Canada has always existed because of something, and often that something is England or France. So much of what we do is indirectly because of another culture more so now with new cultures becoming a part of Canada every day. Emily Carr recognized how much of her work was because of these other cultures, and even with that recognition, these methods were so engrained in her that they remained there up until her final works. This questioning of “can it be done?” is what leads us to create new ideas for ourselves, and that determination to get there played a huge role in the creation of our country.
- “I am Canadian, I am not English. I do not want Canada polished out of me.” (135)

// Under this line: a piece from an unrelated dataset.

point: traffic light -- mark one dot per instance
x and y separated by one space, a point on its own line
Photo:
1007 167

This is one of many instances where Carr refused to be labeled or perceived as English. Despite her British upbringing and parents, she still considered herself Canadian. On top of that, there were many instances throughout Carr’s life in which her background and place of birth negatively affected how people treated her, whether that be in art school, or the world of art itself. She could have passed for British, but found the idea appalling, for she loved Canada and wanted to be recognized as a part of the country.

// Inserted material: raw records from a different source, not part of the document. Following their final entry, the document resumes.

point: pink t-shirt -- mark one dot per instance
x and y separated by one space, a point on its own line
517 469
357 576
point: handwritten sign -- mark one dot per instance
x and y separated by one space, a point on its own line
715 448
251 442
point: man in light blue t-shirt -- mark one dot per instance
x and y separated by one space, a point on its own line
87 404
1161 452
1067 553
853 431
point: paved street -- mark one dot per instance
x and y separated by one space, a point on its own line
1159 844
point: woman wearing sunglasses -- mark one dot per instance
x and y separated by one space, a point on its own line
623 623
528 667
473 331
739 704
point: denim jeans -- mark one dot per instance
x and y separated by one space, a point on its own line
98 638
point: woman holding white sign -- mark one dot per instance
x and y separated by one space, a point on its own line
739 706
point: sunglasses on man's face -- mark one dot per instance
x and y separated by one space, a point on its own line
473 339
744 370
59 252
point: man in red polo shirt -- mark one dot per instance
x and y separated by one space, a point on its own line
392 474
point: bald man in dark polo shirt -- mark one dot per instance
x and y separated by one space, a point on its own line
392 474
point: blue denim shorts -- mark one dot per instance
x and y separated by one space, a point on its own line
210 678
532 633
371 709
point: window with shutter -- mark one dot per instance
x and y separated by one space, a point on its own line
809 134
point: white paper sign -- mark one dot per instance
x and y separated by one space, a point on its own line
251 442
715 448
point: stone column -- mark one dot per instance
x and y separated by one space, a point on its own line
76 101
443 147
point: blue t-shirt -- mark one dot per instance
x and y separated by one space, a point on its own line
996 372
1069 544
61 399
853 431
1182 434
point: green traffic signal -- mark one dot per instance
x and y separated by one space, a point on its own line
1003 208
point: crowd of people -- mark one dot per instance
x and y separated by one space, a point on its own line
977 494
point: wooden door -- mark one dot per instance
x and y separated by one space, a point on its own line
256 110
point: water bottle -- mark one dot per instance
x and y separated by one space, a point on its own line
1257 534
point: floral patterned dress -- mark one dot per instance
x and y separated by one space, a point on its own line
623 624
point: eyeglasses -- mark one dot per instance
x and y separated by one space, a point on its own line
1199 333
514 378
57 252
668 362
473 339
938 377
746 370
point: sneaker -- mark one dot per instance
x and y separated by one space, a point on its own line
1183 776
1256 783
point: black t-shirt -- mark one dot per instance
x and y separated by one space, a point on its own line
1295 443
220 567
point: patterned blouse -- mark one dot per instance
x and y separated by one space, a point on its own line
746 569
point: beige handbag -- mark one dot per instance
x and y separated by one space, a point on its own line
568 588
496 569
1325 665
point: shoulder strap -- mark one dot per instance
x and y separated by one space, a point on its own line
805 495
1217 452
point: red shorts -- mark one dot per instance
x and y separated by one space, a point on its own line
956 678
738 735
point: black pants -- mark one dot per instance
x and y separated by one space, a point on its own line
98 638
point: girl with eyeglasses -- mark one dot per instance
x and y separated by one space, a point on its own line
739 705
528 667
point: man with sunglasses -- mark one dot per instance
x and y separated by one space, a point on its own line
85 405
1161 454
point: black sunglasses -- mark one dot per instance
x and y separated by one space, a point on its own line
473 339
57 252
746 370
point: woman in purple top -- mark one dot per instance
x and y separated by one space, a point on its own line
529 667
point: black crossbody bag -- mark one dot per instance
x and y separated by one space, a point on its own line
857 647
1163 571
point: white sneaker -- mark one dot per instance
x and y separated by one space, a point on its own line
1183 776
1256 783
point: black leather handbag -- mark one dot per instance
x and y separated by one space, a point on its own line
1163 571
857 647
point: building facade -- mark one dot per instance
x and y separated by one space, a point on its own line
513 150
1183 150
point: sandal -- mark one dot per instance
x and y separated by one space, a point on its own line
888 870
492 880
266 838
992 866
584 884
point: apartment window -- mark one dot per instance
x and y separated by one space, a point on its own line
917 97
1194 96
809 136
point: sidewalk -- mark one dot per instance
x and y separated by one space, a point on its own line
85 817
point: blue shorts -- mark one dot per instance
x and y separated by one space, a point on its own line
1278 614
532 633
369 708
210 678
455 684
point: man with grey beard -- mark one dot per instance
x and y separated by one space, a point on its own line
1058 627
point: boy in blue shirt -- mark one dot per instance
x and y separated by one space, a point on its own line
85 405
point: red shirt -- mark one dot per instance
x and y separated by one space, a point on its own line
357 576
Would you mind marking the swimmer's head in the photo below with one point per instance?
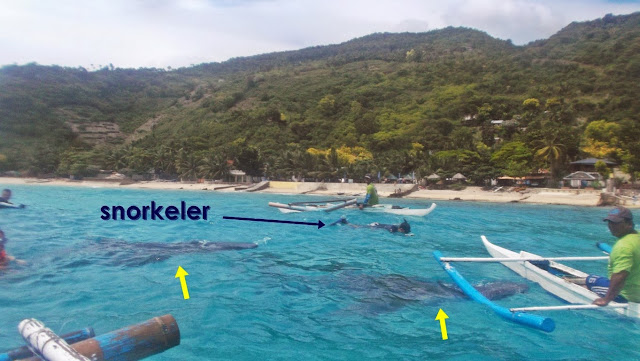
(404, 227)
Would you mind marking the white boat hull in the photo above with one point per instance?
(555, 285)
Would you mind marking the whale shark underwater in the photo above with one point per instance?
(115, 252)
(382, 293)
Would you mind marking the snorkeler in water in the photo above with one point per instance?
(403, 227)
(4, 257)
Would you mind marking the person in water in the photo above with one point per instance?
(372, 194)
(403, 227)
(6, 195)
(623, 284)
(4, 257)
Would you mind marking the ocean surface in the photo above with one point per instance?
(337, 293)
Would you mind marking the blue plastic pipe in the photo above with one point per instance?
(539, 322)
(70, 338)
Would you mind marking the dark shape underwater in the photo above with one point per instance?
(132, 254)
(387, 293)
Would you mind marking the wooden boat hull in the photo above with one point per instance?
(552, 283)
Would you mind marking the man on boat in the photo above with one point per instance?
(403, 227)
(624, 262)
(372, 194)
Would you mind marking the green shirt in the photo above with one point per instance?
(625, 256)
(372, 195)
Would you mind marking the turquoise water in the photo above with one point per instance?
(303, 293)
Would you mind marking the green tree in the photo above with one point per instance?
(214, 166)
(514, 159)
(550, 151)
(603, 169)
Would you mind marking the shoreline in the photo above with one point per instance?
(547, 196)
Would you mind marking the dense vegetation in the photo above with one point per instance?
(393, 103)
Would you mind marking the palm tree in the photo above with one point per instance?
(117, 159)
(163, 160)
(214, 166)
(188, 165)
(550, 151)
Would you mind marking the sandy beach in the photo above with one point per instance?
(531, 195)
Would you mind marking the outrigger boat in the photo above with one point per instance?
(325, 205)
(554, 277)
(334, 204)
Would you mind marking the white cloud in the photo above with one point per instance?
(164, 33)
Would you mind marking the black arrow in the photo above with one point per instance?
(319, 223)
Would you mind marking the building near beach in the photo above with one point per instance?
(582, 179)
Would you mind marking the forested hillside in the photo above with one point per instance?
(393, 103)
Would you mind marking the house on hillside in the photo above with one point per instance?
(582, 179)
(589, 164)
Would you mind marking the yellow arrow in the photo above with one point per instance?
(183, 282)
(443, 325)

Even today, many people perceive Canada as part of another country, or somehow not its own entity. A common sentiment, for example, is that we are just a part of the United States, or some desolate arctic region. Emily Carr experienced the unsolicited opinions of people who believed that being Canadian was something she should have been ashamed of. Even then she was very passionate about not being American or English, even when her reputation was on the line. One of the strongest Canadian values of today is to be proud of our country and the few values that we hold dear, which Emily Carr was. She defended her country and regularly reflected fondly on it when she was away from her home. This overall shows her love of our country, which connects her to Canadians of the present.
- “English women were horrid about this marrying business. They seemed to think the goal of every woman was to find a husband.” (138)
For many women at the time, marriage was their goal. Carr however illustrates that that wasn’t the case for all women, herself included. She despised the idea of marriage, and though it was offered to her many times, and she was handed many opportunities, she consistently declined. In 1911 it was quite unusual for a woman to never marry, yet Emily Carr was content with her single life, further proving her comfort with being outside the norm of the time.
Nowadays, Canada is considered a very tolerant country. Emily Carr’s values surrounding individuality and the right to live her life on her terms would be widely accepted in Canada now, though it wasn’t in her time. She was ahead of her time in that way, enjoying her life to the fullest extent without worry of how people saw her. For this we should admire her, as her passion for what she loved outweighed her worries about the opinions of others, which is something many people could benefit from.